Madrid, Spain, May 19, 2004 / 22:00 pm
Cardinal Carlos Amigo Vallejo, Archbishop of Seville, Spain, said this week that the celebration of the 150th anniversary of the proclamation of the Immaculate Conception of Mary provides an excellent opportunity to refocus on the Incarnation of Christ, in the midst of increasing secularization which seeks to exclude religion.
Cardinal Vallejo underscored the importance of this dogma “when a radical, and sometimes exasperated, secularism seeks to erase all signs of religion in the life of a society and a culture.”
In this context, he added, “it is very important to show what the mystery of the Incarnation of the Word has meant for history. In this mystery the person of Mary Immaculate is essential.”
The Cardinal made his comments during the inauguration of the 15th Symposium on the History of the Church in Spain and America, which this year is focusing on the dogma of the Immaculate Conception.

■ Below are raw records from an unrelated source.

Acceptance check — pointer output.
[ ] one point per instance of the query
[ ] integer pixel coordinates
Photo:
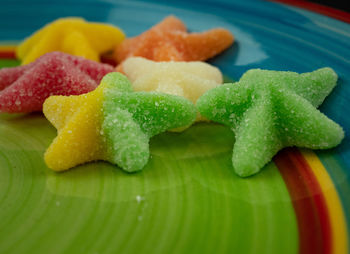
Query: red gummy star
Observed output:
(170, 41)
(24, 89)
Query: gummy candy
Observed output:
(71, 35)
(269, 110)
(188, 79)
(111, 123)
(25, 88)
(169, 40)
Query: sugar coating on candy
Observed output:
(111, 123)
(269, 110)
(71, 35)
(187, 79)
(170, 41)
(24, 89)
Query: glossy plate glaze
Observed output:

The meeting is being organized by the Academy for Ecclesiastical History of Seville.
The inaugural event was attended by the Apostolic Nuncio to Spain, Archbishop Manuel Monteiro de Castro.
In his comments, the Cardinal emphasized the “singular importance” of the dogmatic definition of the Immaculate Conception of the Virgin Mary, and he thanked the organizers of the Symposium for “not letting this anniversary go by without stopping to consider what the truth of the Immaculate Conception of Mary has meant for the history of Seville, and in turn, what that meant for the spreading and developing of devotion to Mary Immaculate in the evangelization of America.”